Il suo genio poetico toccherà i vertici più alti quando scoprirà e descriverà il mondo dei «vinti», un mondo fatto di umanità oppressa e diseredata, un mondo grezzo ed inedito permeato di elementari e vigorose passioni, vittima di un malessere sociale al quale occorreva porre rimedio. Era sufficiente che egli si soffermasse sulle scene della vita, sulle situazioni tolte dal vero, sugli eventi funesti e sulle tragedie che travagliavano la triste esistenza della povera gente e subito le sue osservazioni si traducevano in ritmi e strofe armoniose. Allora si avverava il miracolo dell'arte sua che era di sentire e far sentire sotto tanta miseria fisica e spirituale un tremare nascosto di poesia che era tutt'uno con l'amore devoto verso il suo popolo. Ed è il caso dei componimenti La mujiere de lu piscatore, Piccinnu mortu e La canzone de la Stralunata.

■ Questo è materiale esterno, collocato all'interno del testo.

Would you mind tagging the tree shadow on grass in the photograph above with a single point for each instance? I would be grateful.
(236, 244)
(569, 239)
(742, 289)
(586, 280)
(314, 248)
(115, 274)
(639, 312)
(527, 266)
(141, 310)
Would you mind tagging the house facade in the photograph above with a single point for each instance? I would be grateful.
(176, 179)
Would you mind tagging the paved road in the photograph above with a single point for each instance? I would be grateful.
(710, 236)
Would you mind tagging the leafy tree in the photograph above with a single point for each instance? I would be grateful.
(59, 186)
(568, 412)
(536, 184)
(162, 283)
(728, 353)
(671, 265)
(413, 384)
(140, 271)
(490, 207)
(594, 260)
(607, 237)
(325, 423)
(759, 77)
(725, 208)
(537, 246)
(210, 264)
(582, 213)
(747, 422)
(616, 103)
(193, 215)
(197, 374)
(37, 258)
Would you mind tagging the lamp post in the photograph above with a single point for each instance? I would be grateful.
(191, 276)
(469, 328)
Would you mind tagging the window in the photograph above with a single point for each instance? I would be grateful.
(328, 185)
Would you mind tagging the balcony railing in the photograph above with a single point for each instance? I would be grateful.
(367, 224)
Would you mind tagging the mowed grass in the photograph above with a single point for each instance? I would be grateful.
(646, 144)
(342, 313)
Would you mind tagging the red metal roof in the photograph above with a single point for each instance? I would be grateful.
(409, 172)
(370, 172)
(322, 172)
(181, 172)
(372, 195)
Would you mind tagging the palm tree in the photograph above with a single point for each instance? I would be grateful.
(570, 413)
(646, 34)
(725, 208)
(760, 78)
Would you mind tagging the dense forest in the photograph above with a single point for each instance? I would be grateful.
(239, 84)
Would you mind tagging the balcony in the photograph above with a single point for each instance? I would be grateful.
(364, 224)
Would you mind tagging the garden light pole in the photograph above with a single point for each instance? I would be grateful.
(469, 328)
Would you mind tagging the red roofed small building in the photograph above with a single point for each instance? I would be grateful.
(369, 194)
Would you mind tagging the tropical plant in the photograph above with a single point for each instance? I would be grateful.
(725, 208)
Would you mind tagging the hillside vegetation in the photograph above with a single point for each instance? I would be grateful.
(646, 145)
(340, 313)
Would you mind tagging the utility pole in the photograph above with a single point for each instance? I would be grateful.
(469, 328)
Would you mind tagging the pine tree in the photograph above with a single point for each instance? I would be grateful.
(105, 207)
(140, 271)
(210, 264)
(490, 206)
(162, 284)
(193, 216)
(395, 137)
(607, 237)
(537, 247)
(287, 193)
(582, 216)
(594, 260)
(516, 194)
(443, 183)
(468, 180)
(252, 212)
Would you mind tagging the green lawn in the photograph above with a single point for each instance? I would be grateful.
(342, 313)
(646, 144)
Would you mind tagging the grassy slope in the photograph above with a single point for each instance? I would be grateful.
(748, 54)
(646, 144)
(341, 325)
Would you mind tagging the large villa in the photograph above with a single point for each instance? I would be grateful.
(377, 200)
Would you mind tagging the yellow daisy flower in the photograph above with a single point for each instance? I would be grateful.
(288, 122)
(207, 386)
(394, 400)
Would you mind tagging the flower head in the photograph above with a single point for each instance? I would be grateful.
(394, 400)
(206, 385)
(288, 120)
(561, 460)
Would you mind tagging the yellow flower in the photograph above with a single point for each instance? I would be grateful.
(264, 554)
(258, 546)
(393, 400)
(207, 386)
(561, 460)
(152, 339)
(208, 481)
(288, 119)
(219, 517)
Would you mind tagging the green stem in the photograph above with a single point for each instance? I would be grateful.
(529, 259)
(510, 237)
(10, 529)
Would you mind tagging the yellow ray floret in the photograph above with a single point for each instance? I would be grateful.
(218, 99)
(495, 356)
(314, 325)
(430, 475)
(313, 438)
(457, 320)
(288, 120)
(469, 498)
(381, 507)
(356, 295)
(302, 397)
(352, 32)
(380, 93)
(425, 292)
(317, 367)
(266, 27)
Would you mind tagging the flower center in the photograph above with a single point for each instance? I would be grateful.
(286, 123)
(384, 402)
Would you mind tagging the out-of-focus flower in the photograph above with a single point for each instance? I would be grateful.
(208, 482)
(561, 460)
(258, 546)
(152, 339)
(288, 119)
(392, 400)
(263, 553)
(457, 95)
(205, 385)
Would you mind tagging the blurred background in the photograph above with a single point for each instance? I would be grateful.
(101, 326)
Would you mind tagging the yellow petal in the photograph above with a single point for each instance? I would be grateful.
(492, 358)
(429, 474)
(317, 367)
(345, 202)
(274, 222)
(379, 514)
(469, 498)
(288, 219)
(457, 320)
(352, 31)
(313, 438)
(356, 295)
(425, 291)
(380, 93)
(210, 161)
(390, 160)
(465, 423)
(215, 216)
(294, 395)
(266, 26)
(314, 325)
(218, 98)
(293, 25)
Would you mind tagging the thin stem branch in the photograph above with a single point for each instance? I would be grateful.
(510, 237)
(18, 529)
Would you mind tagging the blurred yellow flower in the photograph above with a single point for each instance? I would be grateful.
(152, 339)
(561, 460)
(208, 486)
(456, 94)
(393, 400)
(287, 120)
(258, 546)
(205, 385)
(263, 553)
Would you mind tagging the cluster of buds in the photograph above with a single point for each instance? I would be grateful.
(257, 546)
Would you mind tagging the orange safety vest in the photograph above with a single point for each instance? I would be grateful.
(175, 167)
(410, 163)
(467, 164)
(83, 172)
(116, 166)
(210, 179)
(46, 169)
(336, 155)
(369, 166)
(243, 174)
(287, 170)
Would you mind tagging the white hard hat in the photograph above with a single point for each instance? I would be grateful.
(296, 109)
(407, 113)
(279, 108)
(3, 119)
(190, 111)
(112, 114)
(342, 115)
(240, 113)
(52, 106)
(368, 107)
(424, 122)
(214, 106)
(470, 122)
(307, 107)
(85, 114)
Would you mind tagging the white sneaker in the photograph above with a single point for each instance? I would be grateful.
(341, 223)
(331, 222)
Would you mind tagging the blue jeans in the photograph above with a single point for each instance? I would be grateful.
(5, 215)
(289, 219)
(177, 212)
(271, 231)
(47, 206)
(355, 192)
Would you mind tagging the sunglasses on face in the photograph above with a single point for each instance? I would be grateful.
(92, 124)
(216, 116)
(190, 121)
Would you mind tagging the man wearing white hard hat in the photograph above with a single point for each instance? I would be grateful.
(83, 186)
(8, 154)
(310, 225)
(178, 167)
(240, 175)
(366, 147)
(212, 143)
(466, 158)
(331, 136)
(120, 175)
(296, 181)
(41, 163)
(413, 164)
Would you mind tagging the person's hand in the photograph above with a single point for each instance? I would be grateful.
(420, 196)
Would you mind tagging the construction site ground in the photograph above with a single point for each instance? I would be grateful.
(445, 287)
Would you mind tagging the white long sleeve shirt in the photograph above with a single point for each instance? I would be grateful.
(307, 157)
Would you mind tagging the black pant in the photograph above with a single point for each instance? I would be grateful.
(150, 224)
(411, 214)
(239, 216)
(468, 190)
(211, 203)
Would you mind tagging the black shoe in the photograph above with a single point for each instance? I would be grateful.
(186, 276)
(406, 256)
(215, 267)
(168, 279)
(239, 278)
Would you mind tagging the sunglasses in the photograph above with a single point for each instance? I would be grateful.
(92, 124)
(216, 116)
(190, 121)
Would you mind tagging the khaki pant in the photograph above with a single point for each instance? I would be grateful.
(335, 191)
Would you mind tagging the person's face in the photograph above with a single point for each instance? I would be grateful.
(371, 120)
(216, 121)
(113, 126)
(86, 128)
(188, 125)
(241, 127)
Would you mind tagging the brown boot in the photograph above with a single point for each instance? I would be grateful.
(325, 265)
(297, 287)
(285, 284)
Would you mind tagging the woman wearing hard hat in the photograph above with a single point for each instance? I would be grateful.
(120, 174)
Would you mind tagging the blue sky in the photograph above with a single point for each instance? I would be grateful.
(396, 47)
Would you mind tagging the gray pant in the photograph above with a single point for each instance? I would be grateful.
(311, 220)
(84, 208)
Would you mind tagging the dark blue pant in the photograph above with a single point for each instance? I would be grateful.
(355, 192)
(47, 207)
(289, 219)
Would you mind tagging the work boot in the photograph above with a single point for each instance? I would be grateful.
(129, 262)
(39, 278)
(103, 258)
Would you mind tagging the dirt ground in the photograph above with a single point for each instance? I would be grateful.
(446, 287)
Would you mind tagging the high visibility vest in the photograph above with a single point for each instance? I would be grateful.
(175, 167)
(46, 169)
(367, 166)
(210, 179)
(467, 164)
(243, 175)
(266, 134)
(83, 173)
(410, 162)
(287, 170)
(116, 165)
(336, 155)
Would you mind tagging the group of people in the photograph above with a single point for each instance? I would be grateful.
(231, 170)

Nella maggior parte dei suoi componimenti egli prende come oggetto di rappresentazione temi e cadenze popolari consuete, rinnovandole con una grazia leggera, una freschezza elementare e limpida di sentimento, senza intrusioni intellettualistiche. Rappresenta, allora, quadretti della vita popolare di ogni giorno, con colorito realistico e pittoresco: l'eterna commedia dell'amore, lo scenario incantato della sua città col suo mare turchino, i suoi cieli limpidi e le calme notti lunari, lo scorrere delle stagioni, i paesaggi campestri con le loro creature.

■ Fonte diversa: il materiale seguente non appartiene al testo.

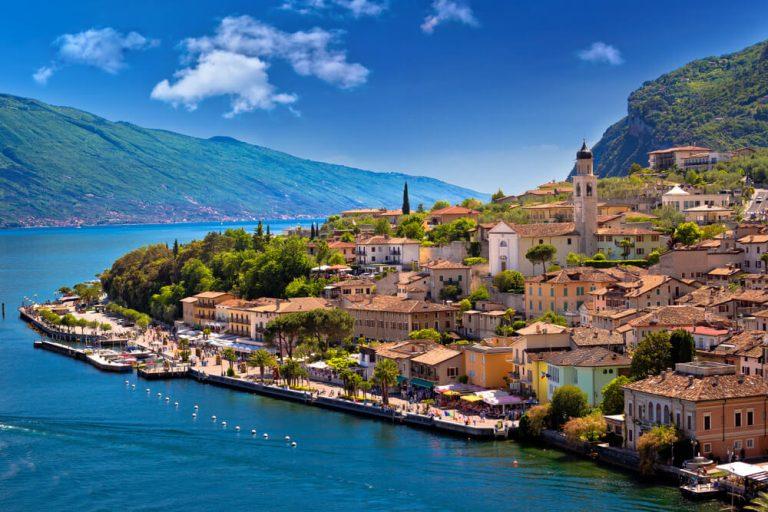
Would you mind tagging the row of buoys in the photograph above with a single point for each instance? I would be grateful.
(213, 417)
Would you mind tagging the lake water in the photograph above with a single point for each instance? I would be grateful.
(76, 439)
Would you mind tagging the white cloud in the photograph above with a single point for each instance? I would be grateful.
(101, 48)
(43, 73)
(446, 11)
(357, 8)
(220, 73)
(600, 52)
(234, 62)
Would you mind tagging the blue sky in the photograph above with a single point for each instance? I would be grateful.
(482, 93)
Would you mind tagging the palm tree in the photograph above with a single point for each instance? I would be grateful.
(626, 247)
(230, 355)
(385, 374)
(262, 359)
(759, 504)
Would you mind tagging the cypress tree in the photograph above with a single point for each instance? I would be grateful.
(406, 201)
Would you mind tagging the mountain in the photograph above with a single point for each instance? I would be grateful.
(717, 102)
(62, 166)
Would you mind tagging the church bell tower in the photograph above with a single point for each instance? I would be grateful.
(585, 200)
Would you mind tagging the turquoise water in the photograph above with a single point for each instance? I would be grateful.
(73, 438)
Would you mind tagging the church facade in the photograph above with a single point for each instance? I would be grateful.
(508, 243)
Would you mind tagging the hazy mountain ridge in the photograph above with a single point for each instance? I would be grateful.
(60, 165)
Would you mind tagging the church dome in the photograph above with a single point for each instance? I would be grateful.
(584, 153)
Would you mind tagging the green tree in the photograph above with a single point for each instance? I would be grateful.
(687, 233)
(385, 375)
(683, 346)
(426, 334)
(652, 356)
(479, 293)
(567, 402)
(541, 254)
(382, 227)
(613, 396)
(197, 277)
(626, 247)
(509, 281)
(575, 259)
(261, 359)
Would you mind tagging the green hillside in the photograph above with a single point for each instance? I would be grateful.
(717, 102)
(60, 165)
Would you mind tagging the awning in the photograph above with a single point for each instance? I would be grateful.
(422, 383)
(741, 469)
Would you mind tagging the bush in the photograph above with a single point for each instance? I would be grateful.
(589, 429)
(534, 421)
(509, 281)
(653, 443)
(567, 402)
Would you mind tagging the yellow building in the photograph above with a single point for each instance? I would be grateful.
(489, 364)
(563, 291)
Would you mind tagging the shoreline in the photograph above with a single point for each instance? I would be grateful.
(172, 223)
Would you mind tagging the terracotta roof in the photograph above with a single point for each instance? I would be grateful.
(396, 305)
(541, 328)
(437, 355)
(454, 210)
(753, 239)
(445, 265)
(385, 240)
(545, 229)
(293, 305)
(678, 148)
(696, 389)
(587, 357)
(210, 295)
(626, 231)
(573, 275)
(676, 316)
(593, 337)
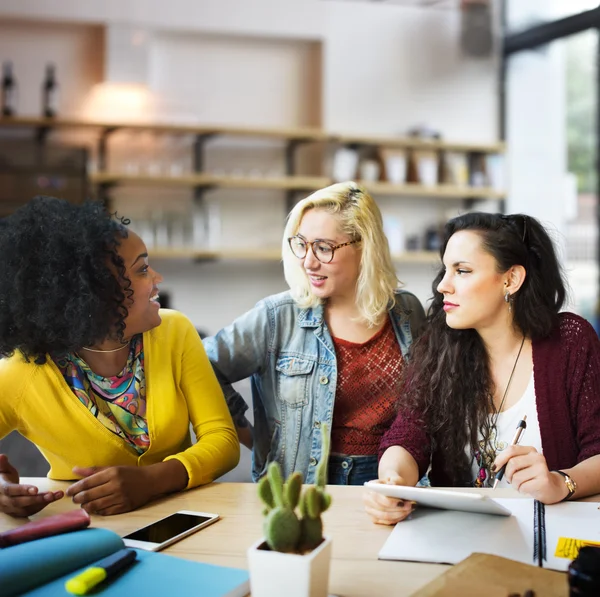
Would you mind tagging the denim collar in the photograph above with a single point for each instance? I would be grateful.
(311, 317)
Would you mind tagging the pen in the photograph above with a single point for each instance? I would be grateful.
(522, 425)
(100, 571)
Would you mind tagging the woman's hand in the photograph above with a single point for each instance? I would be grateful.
(527, 471)
(21, 500)
(117, 489)
(387, 510)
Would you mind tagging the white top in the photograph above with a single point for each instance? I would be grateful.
(506, 427)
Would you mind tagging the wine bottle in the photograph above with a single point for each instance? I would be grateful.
(50, 93)
(9, 90)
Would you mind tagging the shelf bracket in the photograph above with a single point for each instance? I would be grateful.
(102, 146)
(199, 147)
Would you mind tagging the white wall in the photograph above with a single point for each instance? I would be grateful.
(346, 66)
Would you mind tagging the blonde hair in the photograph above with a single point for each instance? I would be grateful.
(360, 218)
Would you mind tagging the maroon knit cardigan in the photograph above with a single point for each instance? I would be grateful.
(566, 368)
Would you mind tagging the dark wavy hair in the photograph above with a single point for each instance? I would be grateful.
(448, 379)
(62, 282)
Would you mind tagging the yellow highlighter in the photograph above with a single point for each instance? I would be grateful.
(100, 571)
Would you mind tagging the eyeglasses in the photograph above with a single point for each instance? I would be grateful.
(323, 250)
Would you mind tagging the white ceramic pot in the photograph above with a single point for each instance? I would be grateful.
(273, 574)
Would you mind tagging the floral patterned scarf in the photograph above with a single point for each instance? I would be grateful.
(119, 401)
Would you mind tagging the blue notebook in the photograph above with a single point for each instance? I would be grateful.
(40, 569)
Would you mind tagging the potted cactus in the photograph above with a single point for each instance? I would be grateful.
(294, 556)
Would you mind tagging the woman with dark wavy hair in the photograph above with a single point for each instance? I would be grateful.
(497, 349)
(104, 383)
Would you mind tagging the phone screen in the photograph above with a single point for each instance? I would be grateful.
(167, 528)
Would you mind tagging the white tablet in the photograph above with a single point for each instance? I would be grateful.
(442, 498)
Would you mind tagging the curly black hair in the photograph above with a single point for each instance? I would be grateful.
(62, 282)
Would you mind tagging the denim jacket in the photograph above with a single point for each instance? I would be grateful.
(289, 355)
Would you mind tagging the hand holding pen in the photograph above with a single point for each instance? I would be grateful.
(522, 425)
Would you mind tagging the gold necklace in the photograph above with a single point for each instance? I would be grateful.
(111, 350)
(492, 431)
(499, 410)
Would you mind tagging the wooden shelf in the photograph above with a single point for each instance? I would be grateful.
(283, 133)
(416, 143)
(255, 254)
(295, 183)
(210, 181)
(441, 191)
(289, 133)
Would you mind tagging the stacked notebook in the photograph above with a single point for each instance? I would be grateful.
(545, 536)
(40, 568)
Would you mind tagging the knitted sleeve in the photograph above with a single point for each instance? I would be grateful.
(582, 347)
(408, 433)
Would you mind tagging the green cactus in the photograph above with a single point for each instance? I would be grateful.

Il suo eclettismo lo portò anche a cimentarsi nella felice traduzione in vernacolo del noto componimento Il canto dell'odio di Lorenzo Stecchetti. La traduzione fu così ben riuscita da far dire al dotto letterato Domenico Franco che la copia aveva superato l'originale.
Il Patitari scrisse anche quattro brevi commedie in dialetto. La prima, una farsa, in un unico atto dal titolo Secolo XIX, la compose nel 1889. La seconda, La linfa del Prof. Hoch, uno scherzo comico in due atti, vide la luce nel 1890, ed avrà una seconda e definitiva stesura nel 1891. La terza la scrisse anche nel 1890 ed ebbe come titolo La serva o il marito ingenuo che nel 1891 divenne Le domestiche, un vaudeville in due atti. Infine, nel 1894, compose Serra vecchia nu sserra cchiui, commedia popolare in due atti, che è la più briosa e movimentata, ricca di imprevisti e di situazioni comiche. Nel 1892 aveva tradotto in dialetto gallipolino Il Cantico dei Cantici, uno scherzo comico in italiano, dell'illustre poeta e politico milanese Felice Cavallotti al quale il Nostro era unito da amicizia e simpatia politica.

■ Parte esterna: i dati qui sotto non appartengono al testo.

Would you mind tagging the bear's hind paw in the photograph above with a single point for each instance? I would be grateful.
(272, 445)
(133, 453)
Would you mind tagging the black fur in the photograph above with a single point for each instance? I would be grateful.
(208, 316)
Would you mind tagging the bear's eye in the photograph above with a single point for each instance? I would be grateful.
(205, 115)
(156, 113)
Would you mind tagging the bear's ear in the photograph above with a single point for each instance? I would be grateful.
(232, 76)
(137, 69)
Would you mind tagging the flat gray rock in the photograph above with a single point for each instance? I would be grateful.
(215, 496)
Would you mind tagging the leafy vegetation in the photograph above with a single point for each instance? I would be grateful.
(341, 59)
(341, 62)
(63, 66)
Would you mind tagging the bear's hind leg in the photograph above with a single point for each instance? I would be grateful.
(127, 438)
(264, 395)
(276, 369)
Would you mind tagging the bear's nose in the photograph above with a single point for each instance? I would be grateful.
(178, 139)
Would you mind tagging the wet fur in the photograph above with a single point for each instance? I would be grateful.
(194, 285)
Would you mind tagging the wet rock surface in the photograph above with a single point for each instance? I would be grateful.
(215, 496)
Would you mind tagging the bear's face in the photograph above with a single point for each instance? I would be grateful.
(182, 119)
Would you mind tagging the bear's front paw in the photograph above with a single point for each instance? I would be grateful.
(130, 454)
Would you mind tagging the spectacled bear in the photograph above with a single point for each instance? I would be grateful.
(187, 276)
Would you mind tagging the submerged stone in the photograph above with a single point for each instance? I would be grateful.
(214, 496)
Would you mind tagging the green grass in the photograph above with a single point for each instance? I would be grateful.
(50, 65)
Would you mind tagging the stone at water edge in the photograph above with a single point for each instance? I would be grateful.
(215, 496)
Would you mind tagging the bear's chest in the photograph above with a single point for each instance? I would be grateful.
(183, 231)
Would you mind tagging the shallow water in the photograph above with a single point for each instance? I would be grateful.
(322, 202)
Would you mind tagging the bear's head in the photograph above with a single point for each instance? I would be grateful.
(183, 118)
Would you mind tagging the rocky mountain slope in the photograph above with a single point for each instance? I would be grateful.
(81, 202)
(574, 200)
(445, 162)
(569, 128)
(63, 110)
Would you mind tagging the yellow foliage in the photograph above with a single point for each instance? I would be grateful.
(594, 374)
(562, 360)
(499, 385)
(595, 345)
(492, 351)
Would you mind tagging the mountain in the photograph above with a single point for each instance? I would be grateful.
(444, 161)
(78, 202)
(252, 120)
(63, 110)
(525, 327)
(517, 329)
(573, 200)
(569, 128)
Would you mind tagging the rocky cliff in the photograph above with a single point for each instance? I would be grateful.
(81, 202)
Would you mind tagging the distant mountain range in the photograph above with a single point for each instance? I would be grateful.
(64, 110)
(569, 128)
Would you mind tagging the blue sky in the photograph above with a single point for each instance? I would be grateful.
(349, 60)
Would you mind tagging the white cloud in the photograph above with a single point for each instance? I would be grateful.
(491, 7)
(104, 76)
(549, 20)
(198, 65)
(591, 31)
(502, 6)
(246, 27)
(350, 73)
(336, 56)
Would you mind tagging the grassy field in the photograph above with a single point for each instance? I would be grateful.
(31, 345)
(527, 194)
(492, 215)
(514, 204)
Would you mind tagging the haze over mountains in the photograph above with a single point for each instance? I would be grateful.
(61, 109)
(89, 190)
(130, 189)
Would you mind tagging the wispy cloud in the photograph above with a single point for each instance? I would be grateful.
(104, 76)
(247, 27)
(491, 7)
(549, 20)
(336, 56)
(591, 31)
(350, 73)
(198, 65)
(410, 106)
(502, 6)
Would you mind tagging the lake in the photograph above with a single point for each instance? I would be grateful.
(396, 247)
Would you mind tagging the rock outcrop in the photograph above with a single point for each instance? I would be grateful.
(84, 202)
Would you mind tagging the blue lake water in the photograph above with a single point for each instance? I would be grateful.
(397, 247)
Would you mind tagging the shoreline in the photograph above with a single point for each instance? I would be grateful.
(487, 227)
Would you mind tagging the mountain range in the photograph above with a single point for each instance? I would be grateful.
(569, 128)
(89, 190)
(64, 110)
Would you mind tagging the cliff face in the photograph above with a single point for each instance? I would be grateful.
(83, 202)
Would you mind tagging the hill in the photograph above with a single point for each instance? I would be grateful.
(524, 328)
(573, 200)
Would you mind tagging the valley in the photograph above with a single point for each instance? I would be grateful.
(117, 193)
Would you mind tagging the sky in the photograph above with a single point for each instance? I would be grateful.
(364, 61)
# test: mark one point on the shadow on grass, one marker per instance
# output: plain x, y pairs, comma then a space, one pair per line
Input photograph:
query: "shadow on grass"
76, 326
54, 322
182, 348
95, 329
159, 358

Il mondo popolare gallipolino aveva offerto al Patitari, per le sue commedie in versi, una materia ricchissima e vivacissima di fatti e sentimenti ed egli, con un sorriso furbo e smaliziato, aveva osservato, cercato, indagato e scelto i suoi personaggi e li aveva fatti rivivere sulla scena con una sapiente e placida ironia, suscitando nello spettatore un riso sano e ristoratore e, contemporaneamente, una sensazione di malinconia a causa di un verso, di una frase gettata a fianco ad un delicato motteggio.
Le sue commedie sono pervase di umorismo: in esse, il Patitari dimostra la sua capacità di rappresentare il ridicolo delle cose e dei personaggi senza manifestare una posizione puramente ostile e divertita ma evidenziando l'intervento di un'intelligenza arguta e pensosa e di una indulgente simpatia umana. Il suo è un umorismo lineare, schietto, limpido, senza tonalità grottesche, esuberante di umanità. Ecco perché il suo verso brilla di peculiare naturalezza, senza eccentricità: un verso che non è cinico ma che osserva con bonarietà i personaggi e che invita non solo al riso ma soprattutto alla comprensione umana ed al compatimento fraterno.